During the Crusades, the town was a barrier fortress of the Principality of Antioch. However, after the capture of Baldwin II of Edessa, the inhabitants of al-Fu'ah and nearby Maarrat Misrin and Sarmin revolted against their Crusader rulers in 1104, inflicting heavy casualties against their troops. The town was later captured by Fakhr al-Mulk Radwan in 1104. Aq Sunqur of Mosul occupied al-Fu'a, along with Sarmin, in 1126.
Al-Fu'ah was visited by Syrian geographer Yaqut al-Hamawi in the early 13th-century, during Ayyubid rule. He noted that it was a "large village in the neighborhood of Halab. From it the convent called Dair Fu'ah takes its name."

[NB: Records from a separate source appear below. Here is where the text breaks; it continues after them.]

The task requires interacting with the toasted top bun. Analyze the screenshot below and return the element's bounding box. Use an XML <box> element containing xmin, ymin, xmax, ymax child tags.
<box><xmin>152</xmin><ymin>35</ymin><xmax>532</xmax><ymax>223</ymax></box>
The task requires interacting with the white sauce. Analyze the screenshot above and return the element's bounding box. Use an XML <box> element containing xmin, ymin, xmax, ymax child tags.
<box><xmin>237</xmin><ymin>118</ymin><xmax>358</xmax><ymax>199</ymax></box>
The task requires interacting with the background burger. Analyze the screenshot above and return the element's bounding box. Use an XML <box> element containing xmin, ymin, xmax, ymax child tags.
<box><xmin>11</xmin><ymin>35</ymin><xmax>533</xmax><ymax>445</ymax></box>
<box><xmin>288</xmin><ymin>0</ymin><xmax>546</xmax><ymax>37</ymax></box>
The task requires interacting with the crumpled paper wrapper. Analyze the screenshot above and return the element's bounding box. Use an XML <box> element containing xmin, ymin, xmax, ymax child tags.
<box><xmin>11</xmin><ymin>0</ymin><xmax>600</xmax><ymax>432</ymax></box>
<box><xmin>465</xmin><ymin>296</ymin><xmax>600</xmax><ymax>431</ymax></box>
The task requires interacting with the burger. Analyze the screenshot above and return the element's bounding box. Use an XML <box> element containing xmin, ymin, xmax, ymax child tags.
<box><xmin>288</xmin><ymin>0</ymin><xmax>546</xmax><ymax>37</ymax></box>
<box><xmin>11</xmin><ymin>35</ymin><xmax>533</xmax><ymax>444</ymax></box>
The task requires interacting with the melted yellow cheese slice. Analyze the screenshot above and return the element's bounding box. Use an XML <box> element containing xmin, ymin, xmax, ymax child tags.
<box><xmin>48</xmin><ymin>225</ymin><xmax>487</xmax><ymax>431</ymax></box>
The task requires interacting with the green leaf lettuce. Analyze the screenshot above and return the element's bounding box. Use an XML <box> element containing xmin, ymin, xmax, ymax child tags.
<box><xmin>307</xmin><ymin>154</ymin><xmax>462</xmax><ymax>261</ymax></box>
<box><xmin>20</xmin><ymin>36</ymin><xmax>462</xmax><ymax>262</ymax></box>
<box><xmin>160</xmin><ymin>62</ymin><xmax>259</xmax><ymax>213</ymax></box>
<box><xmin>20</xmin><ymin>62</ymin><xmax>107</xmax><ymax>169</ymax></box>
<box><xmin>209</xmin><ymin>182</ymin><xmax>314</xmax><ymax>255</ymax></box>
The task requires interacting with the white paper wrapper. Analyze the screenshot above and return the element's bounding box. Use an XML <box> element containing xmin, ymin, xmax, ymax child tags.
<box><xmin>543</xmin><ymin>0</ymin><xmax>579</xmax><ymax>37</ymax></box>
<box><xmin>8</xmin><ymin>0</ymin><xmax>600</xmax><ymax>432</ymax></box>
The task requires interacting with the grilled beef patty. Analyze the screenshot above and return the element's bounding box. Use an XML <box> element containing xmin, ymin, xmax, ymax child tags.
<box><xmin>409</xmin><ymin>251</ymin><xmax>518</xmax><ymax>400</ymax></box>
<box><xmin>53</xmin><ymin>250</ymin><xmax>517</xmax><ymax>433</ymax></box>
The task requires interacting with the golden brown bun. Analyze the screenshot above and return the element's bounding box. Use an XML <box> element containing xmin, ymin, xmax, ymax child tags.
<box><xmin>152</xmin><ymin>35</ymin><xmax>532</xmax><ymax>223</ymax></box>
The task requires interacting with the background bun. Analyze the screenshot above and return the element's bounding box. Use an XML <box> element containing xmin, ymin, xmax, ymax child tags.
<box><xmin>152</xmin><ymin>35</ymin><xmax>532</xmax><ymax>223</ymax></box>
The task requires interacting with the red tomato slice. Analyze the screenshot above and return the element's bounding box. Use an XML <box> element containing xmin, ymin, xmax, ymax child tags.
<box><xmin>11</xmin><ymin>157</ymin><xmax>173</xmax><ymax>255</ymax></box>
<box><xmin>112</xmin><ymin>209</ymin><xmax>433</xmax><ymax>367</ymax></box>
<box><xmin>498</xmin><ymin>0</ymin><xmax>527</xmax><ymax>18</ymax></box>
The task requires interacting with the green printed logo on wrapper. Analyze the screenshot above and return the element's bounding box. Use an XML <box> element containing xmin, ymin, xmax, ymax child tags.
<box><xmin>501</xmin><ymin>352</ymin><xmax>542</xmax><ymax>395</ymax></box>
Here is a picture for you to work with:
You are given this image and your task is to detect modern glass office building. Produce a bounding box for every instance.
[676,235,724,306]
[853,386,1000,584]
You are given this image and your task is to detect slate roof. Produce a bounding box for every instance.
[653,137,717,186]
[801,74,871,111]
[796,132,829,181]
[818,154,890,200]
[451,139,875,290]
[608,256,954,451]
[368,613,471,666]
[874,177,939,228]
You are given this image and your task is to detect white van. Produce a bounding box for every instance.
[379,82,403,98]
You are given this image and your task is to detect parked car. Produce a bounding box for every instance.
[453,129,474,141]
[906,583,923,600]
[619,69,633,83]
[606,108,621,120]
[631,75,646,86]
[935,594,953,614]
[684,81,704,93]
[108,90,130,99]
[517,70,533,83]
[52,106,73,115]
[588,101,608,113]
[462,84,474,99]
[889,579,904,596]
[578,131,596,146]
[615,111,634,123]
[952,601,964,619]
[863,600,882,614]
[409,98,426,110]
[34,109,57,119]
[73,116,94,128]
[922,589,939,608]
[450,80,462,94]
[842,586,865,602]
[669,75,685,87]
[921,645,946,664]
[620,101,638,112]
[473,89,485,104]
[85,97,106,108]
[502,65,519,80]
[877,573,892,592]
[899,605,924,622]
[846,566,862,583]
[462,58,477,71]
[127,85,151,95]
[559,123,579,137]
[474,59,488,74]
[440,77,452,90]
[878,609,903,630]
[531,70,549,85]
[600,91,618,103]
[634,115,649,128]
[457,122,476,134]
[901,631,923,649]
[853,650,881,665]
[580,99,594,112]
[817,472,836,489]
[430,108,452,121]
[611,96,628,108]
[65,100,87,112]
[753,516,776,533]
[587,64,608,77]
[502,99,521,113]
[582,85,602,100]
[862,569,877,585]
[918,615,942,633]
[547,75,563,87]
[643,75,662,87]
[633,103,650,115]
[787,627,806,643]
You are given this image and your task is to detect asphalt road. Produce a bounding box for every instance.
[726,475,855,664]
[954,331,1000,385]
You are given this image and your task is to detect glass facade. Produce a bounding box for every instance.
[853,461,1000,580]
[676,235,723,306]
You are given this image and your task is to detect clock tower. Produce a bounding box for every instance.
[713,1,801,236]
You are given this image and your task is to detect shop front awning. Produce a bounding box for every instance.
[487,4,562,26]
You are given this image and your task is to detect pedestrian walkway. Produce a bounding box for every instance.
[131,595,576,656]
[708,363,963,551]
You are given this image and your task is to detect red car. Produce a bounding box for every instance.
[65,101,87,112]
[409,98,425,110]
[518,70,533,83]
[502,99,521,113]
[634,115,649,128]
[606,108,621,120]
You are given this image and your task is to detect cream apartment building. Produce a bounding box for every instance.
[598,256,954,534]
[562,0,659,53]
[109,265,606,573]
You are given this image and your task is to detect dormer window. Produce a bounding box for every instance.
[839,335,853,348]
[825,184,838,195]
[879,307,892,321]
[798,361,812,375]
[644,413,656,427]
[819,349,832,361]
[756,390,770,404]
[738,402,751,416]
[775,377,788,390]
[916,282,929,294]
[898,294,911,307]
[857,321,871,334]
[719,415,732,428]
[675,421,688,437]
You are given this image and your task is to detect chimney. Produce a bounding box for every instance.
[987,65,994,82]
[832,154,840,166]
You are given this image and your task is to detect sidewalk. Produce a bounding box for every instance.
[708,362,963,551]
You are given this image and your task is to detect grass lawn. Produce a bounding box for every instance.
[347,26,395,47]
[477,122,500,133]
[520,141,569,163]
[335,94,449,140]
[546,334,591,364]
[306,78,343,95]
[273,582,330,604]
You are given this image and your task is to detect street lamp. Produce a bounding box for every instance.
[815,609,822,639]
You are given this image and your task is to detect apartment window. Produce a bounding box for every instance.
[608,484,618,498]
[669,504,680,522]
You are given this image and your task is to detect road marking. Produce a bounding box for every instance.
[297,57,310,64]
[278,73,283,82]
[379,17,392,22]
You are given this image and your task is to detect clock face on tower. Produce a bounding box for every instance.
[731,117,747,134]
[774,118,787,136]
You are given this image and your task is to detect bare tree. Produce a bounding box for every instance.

In the late 13th-century, the town was mentioned by Syrian geographer Abu'l-Fida, who described the town as a celebrated place in the plain of Aleppo. He noted that, "on this plain are grown quantities of olive, fig and other trees."
While most towns in the Idlib Governorate are in the control of anti-government rebels, al-Fu'ah and the nearby town of Kafriya constitute an isolated pro-state enclave. According to the Syrian Center for Documentation, in April 2012 rebels kidnapped eleven members of the Governmental Scientific Research Center in al-Fu'ah. In July 2012 a rebel unit kidnapped three Shia Muslim civilians from the town for the stated purpose of exchanging them for anti-aircraft weaponry. In response, some of al-Fu'ah's residents kidnapped 32 Sunni Muslims from nearby Taftanaz, Saraqib and Binnish. After two weeks of negotiations, all captives were safely released.